As George Johnson writes for The New York Times, Tononi’s hypothesis predict - with a whole lot of maths - that "devices as simple as a thermostat or a photoelectric diode might have glimmers of consciousness - a subjective self".
In Tononi’s calculations, those "glimmers of consciousness" do not necessarily equal a conscious system, and he even come up with a unit, called phi or Φ, which he said could be used to measure how conscious a particular entity is.
Six years later, Tegmark proposed that there are 2- types of matter that could be careful according to the integrated information theory.
The first is 'computronium', which meets the requirements of the 1st  trait of being able to store, process, and recall huge amounts of information. And the second is 'perceptronium', which does all of the above, but in a method that forms the indivisible whole Tononi described.
In his 2014 paper, Tegmark explore what he identifies as the 5- basic principles that could be used to distinguish conscious matter from other physical systems such as solids, liquids, and gases - "the information, integration, sovereignty, dynamics, and utility principles".
He then spends 30 pages or so trying to give details how his new way of thinking about consciousness could details the unique human perspective on the Universe.

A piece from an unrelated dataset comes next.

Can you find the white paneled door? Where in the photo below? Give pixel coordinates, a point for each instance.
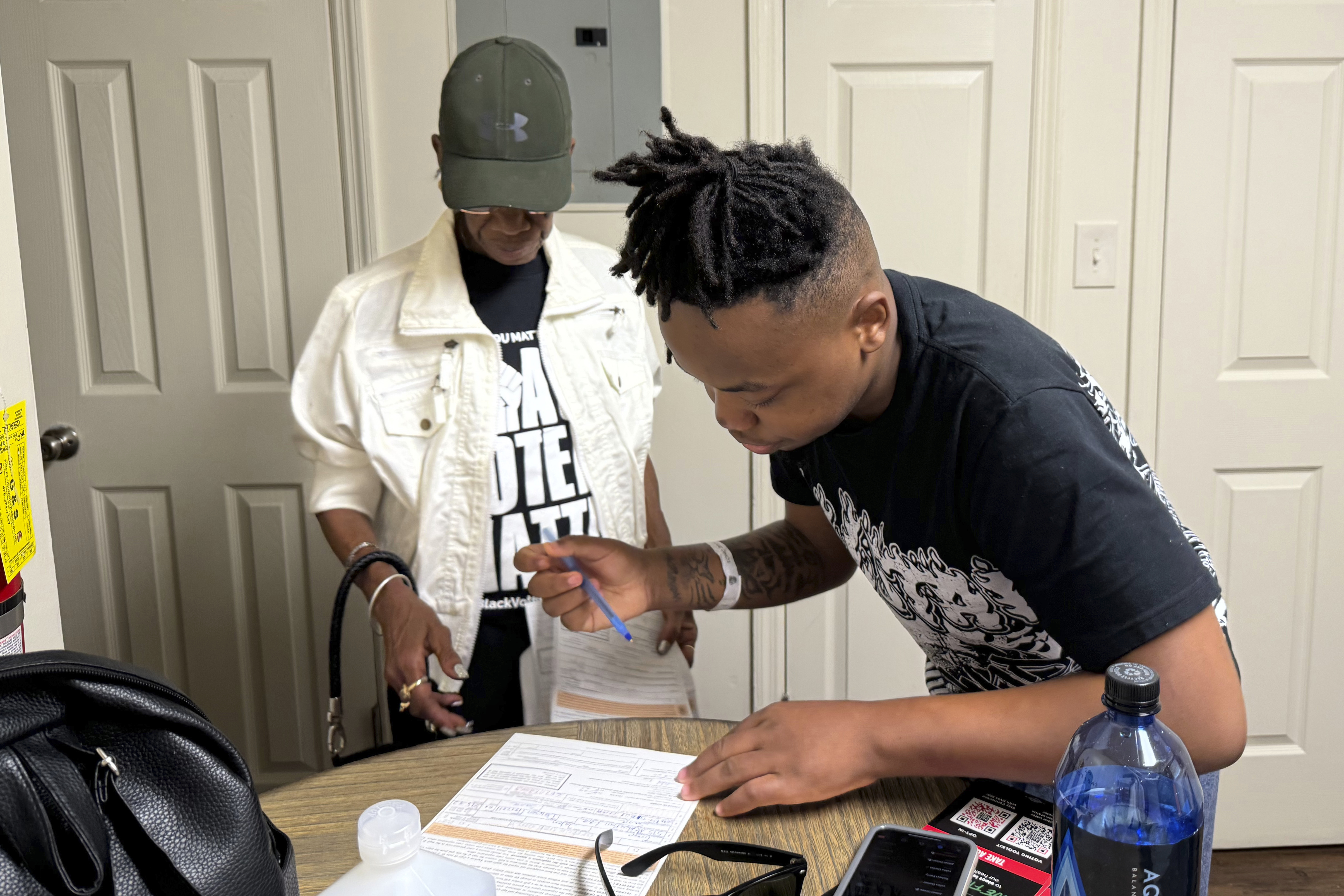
(179, 203)
(1251, 440)
(924, 109)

As the arXiv.org blog explains, "When we look at a glass of iced water, we recognize the liquid and the solid ice cubes as independent things even though they are intimately linked as part of the equal system. How does this happen? Out of all possible outcomes, why do we perceive this solution?"
It's an incomplete thought, because Tegmark doesn't have a solution. And as you might have guessed, it's not something that his peers have been eager to take up and run with. But you can read his thoughts as they place in his paper published in the journal Chaos, Solitons & Fractals.

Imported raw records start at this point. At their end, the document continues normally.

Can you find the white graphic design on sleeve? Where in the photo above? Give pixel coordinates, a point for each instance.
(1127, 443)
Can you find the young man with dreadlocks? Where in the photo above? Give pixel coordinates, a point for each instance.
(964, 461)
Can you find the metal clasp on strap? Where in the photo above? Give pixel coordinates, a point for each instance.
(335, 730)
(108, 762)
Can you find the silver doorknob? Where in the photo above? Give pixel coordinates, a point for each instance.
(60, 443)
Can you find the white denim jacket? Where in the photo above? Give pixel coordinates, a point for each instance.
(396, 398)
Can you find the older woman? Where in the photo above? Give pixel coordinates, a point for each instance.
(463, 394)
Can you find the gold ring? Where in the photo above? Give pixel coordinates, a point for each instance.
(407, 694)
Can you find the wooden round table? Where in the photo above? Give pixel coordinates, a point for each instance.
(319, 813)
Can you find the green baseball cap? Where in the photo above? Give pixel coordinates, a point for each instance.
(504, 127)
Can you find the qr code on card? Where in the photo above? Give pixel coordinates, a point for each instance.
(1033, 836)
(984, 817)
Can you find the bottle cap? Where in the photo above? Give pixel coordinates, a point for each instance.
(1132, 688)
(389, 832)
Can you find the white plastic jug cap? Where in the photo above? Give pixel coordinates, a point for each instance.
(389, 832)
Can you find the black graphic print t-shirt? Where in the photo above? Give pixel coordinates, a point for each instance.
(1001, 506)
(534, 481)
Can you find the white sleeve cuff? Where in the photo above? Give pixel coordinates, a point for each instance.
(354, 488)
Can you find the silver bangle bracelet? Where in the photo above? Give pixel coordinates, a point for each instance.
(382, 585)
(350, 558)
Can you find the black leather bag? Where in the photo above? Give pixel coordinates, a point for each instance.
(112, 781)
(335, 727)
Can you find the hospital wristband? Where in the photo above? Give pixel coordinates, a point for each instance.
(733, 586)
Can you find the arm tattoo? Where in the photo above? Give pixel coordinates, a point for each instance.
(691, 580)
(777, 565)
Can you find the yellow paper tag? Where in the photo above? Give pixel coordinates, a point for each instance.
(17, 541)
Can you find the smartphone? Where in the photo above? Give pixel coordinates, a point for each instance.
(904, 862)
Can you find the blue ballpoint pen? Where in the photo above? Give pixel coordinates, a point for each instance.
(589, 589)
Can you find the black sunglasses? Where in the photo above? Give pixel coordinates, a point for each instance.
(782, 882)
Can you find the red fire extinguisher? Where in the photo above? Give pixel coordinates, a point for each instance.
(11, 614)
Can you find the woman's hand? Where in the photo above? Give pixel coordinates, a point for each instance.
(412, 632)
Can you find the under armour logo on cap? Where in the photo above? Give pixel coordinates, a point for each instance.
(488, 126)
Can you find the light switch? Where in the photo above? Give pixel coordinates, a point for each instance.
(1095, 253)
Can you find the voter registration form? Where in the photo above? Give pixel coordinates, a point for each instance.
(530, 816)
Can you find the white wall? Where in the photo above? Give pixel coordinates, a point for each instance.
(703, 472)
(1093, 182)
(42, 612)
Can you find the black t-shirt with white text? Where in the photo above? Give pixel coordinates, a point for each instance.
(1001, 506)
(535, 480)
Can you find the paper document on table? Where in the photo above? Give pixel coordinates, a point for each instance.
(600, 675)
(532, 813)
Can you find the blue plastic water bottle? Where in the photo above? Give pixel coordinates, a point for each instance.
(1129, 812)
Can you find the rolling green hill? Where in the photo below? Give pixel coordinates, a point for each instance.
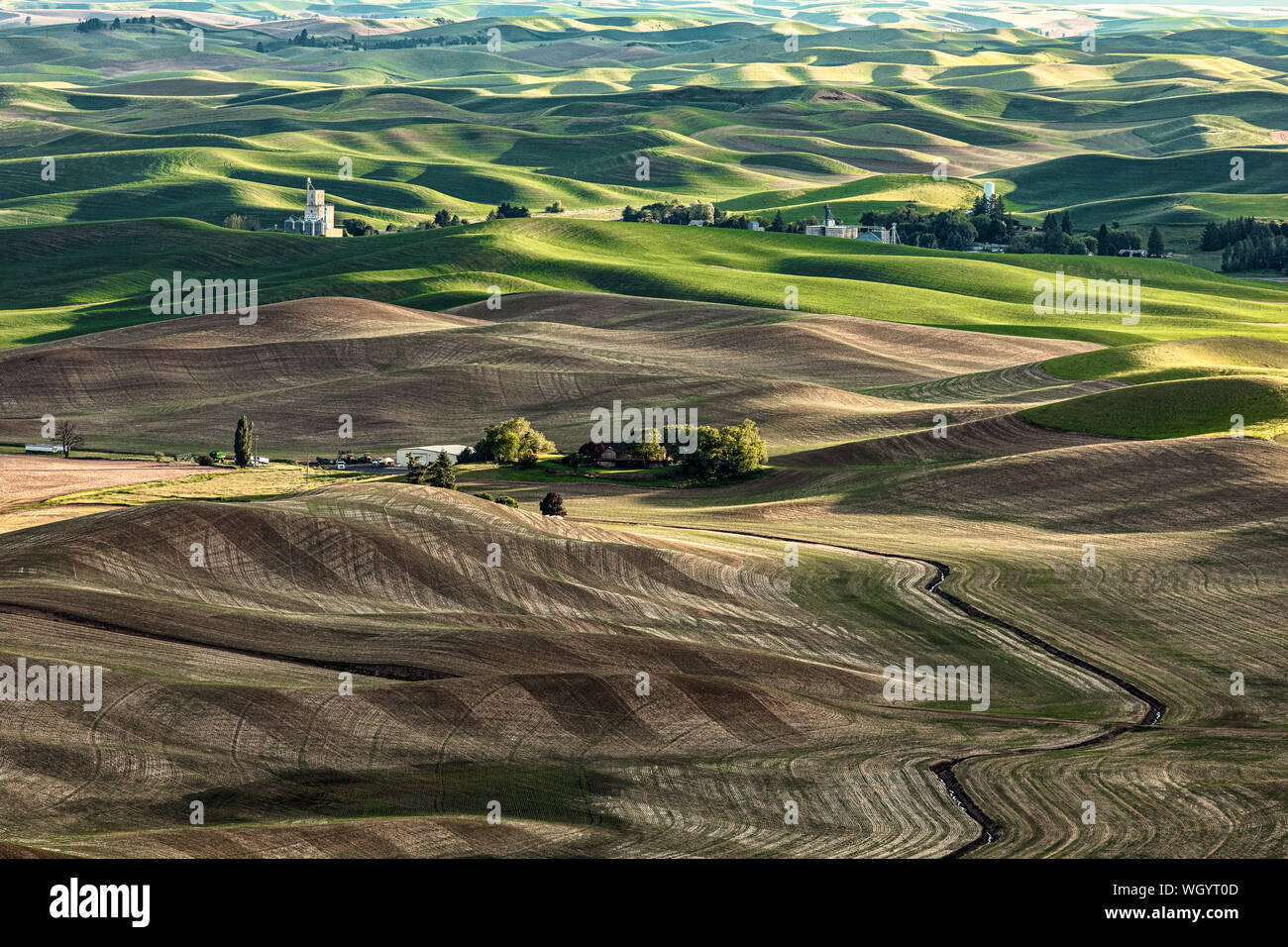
(441, 268)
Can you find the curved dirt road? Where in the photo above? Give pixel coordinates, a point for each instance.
(990, 828)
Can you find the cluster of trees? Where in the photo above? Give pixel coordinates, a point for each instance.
(719, 453)
(1220, 236)
(513, 441)
(506, 210)
(1260, 252)
(1055, 237)
(724, 453)
(949, 230)
(439, 474)
(670, 213)
(1248, 244)
(237, 222)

That's the problem with something like consciousness - if you can't measure your attempts to gauge it, how can you be sure you've measured it at all?
More recently, scientists have attempted to explain how human awareness could be transferred into an artificial body - acutely, there's a start-up that wants to do this - and one group of Swiss physicists have suggested consciousness occurs in 'time slices' that are hundreds of milliseconds apart.
As Matthew Davidson, who studies the neuroscience of consciousness at Monash University in Australia, explain over at The Conversation, we still don't know much about what consciousness really is, but it's looking more and more likely that it's something we require to consider outside the realm of humans.
"If consciousness is really an emergent feature of a highly integrated network, as IIT suggests, then probably all complex systems - certainly all creature with brains - have some minimal form of consciousness," he says.
"By extension, if consciousness is defined by the amount of included information in a system, then we may also need to shift away from any form of human exceptionalism that says consciousness is exclusive to us."